Some of these questions are somewhat hard to answer, since by default Pulsar may not support these features, but through the use of community package's these features could be added, but I'll go ahead and assume we should only care about the features of Pulsar and it's built-in packages.

  1. Pulsar uses Electron, and with it is able to support Windows, macOS, and Linux. Pulsar is even supported on architectures like ARM and Apple Silicon.
  2. I'd say to omit this section, since while some of these features are supported by built-in packages, such as spell-check providing Spell checking, and markdown-preview providing "Page Previews" it doesn't provide it for HTML, which is the purpose of the linked page.
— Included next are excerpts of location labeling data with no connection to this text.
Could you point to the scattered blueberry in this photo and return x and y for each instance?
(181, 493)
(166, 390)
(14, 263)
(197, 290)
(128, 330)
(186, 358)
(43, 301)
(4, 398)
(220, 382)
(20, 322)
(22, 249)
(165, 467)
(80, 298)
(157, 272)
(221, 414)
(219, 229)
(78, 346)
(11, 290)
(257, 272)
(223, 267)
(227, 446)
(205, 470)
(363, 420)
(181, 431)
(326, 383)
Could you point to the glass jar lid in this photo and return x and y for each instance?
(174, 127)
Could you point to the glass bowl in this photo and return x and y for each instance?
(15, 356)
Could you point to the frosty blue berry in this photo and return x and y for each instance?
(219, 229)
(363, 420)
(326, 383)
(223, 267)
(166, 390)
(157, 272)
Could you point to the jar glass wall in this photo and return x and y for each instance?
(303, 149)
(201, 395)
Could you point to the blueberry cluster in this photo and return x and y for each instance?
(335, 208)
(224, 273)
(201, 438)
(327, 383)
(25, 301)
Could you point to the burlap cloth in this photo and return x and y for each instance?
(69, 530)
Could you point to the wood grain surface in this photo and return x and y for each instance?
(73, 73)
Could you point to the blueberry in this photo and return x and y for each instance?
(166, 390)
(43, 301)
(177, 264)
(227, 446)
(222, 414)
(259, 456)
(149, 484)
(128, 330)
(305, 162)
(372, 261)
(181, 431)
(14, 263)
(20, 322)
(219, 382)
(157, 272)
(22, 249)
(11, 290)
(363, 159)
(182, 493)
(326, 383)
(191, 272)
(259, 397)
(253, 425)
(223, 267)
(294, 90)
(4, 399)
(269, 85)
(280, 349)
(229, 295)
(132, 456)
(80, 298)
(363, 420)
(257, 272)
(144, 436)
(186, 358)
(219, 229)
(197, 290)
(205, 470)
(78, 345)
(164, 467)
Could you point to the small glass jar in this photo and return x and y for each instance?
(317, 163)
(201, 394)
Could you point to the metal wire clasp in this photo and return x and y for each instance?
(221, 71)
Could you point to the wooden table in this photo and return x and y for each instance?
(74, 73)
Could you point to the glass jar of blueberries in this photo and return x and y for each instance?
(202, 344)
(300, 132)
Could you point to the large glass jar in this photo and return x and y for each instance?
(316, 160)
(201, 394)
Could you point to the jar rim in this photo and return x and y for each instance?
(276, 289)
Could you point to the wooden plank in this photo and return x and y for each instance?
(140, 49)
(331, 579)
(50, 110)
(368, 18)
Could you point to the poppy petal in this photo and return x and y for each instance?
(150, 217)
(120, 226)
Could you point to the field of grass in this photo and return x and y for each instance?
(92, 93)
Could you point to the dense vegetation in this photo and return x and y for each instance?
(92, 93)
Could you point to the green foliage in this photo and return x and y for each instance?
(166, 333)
Additionally, many of these features could likely be added via community package's anyway, so saying outright no may be disingenuous.
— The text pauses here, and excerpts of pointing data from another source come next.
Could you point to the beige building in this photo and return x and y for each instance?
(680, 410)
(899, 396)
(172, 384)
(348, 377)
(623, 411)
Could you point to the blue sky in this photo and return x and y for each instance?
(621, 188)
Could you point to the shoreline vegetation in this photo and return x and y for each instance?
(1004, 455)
  3. Pulsar does have built in syntax highlighting for HTML, CSS, JavaScript, and XML, if that's what this refers too.
  4. There is no built in validator for any language in Pulsar, but most languages have community packages with available validators, or even some community packages that interact with any language server to provide these features for any language.
  5. The built-in package image-view provides native support for previewing .bmp, .gif, .ico, .jpeg, .jpg, .png, .webp.

While I hope this helps, one of the things that might be best to do is follow what the "Atom" entry on that page does. Since Pulsar is forked directly from Atom, and much of what I've said is identical between Atom and Pulsar. For Atom on that page they listed it as an editor, and listed it's operating system support, but then didn't mention it at all in any of the supported features.

But even if you choose not to add Pulsar to this list hope this information proves useful to anyone curious about it, and it's totally up to a community member if they feel the need to add any information to Wikipedia about the project.